Su partida dejó un gran hueco lleno de dolor. Él se llevó todo al irse, y ella quedó sola, infinitamente triste y, sobre todo, desierta.
Él era el espejo en el que ella se había reflejado y reconocido durante años, y ahora ese espejo ya no estaba.
Se veía a sí misma acariciando a sus hijos a la noche, diciéndoles palabras que no estaba segura de creer, yendo a trabajar en automático, mirando al mundo desde atrás de un vidrio frío. Todo, porque él no estaba, por más que ella quedó en la casa rodeada de los muebles y los objetos de siempre, que ahora parecían sin alma, al igual que ella.
Bien o mal, le había entregado lo que era, no sólo los frutos de lo que era. Le había dado hasta la identidad. Eligió ser predicado y no sujeto, no por tonta, sino porque así creía que debía hacer las cosas.
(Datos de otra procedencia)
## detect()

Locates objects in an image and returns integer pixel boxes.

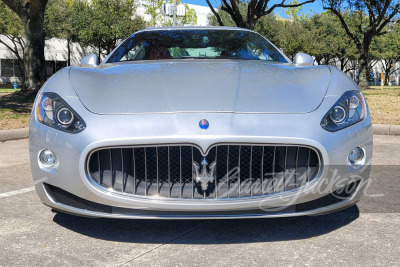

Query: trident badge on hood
[193,158,216,191]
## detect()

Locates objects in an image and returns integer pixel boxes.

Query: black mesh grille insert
[88,144,321,199]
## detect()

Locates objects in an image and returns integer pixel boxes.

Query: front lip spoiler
[43,180,361,219]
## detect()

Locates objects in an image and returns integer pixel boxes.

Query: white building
[0,0,211,84]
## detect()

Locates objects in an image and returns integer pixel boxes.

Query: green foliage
[285,0,311,20]
[44,0,78,41]
[73,0,146,54]
[143,0,197,27]
[143,0,164,27]
[0,1,24,37]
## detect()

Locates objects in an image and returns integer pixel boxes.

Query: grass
[0,108,30,130]
[0,86,400,130]
[0,88,20,94]
[363,86,400,125]
[0,89,35,130]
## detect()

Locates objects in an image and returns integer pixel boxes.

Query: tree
[321,0,400,88]
[206,0,315,30]
[143,0,164,27]
[74,0,146,58]
[371,22,400,85]
[45,0,79,66]
[143,0,197,27]
[303,12,356,72]
[2,0,47,92]
[0,2,25,79]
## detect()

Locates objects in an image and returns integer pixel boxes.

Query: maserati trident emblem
[193,158,216,191]
[199,119,210,130]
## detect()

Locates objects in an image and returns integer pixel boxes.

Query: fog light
[39,149,56,165]
[349,147,364,164]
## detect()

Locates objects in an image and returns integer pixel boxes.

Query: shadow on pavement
[53,205,359,244]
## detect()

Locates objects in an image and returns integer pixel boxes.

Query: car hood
[70,60,330,114]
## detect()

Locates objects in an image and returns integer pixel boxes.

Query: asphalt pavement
[0,136,400,266]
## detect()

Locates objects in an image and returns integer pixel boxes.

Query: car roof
[134,26,254,34]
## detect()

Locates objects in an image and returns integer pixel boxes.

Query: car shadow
[53,205,360,244]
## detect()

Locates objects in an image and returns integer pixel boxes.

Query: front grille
[88,144,321,199]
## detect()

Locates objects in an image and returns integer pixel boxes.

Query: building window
[1,59,15,77]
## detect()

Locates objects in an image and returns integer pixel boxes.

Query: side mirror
[294,53,314,67]
[81,54,99,67]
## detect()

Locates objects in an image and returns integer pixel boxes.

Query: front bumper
[30,99,372,219]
De hecho, era ciertamente aliviante delegar el ser en el otro, y cumplir con los deberes, haciéndose eco, pero no fuente, del sonido.
Y sí, la historia de esta mujer es conocida. Es sólo una versión de las varias que grafican lo que ocurre en una generación de mujeres a las que les toca reequilibrar las cosas y redescubrir el amor de a dos, no como cuerpo y apéndice (en realidad, un solo cuerpo con extensión), sino como dos cuerpos que generan un tres: el vínculo amoroso que, sabemos, es el primer hijo de una pareja.
El día a día fue regando el desierto y las plantitas empezaron a aparecer. No dejaba de sorprenderla el verse viva y con emociones nuevas tras el marasmo inicial. Esas emociones surgían no ya del eco respecto de él, sino de una fuente interna que empezó a valorar y que otros también valoraron. No eran emociones “contra” él, sino emociones de esas que brotan de la propia tierra, sin pelea de por medio. La fuente de todo eso eran sus propios sueños y deseos, los que iban emergiendo una vez que el sol de cada día iluminaba terrenos que antes estaban bajo una sombra que ella misma permitió.
Se dio cuenta, por ejemplo, de que él no era el dueño de su femineidad ni de su deseo. Ella había compartido el fruto de su femineidad, pero él no era el dueño del árbol generador de ese fruto. Cuando se dio cuenta de eso, empezó a sonreír más, como lo hace la gente que está contenta al sentirse viva.
Al final, él no se había llevado todo, sino solo una parte de su historia.
Hoy los veo flirteando entre sí, aun separados (es que ésta es una historia real, no una imaginaria). No se cómo terminará la cuestión, pero es interesante ver el desarrollo. Él ya le dijo que se había sentido agobiado por lo mismo que, al principio de la relación, lo había atraído. Ser “todo” para ella le había pesado, aunque reconocía que al comienzo lo había seducido. Tanto como a ella la había seducido delegar su existencia en ese hombre aplomado que un día se había ido, rompiendo las reglas de un juego que no iba más, diciendo que se sentía solo y que se había dado cuenta de que quería una voz que lo acompañara, no un eco de la suya.
Pienso que vuelvan o no a estar juntos, han hecho su aporte al amor. No hay villanos en esta historia porque tuvieron la suerte de entender de qué se trata la cuestión: de crecer, y no de buscar a los malos de la película para lapidarlos sin mirar lo escrito en el suelo respecto de lo que cada uno hizo.
Así son las cosas. Él pareció haberse llevado todo, pero lo que dejó fue aprovechado por ella y era lo esencial: la posibilidad de despertar y abrir la puerta para ir a jugar.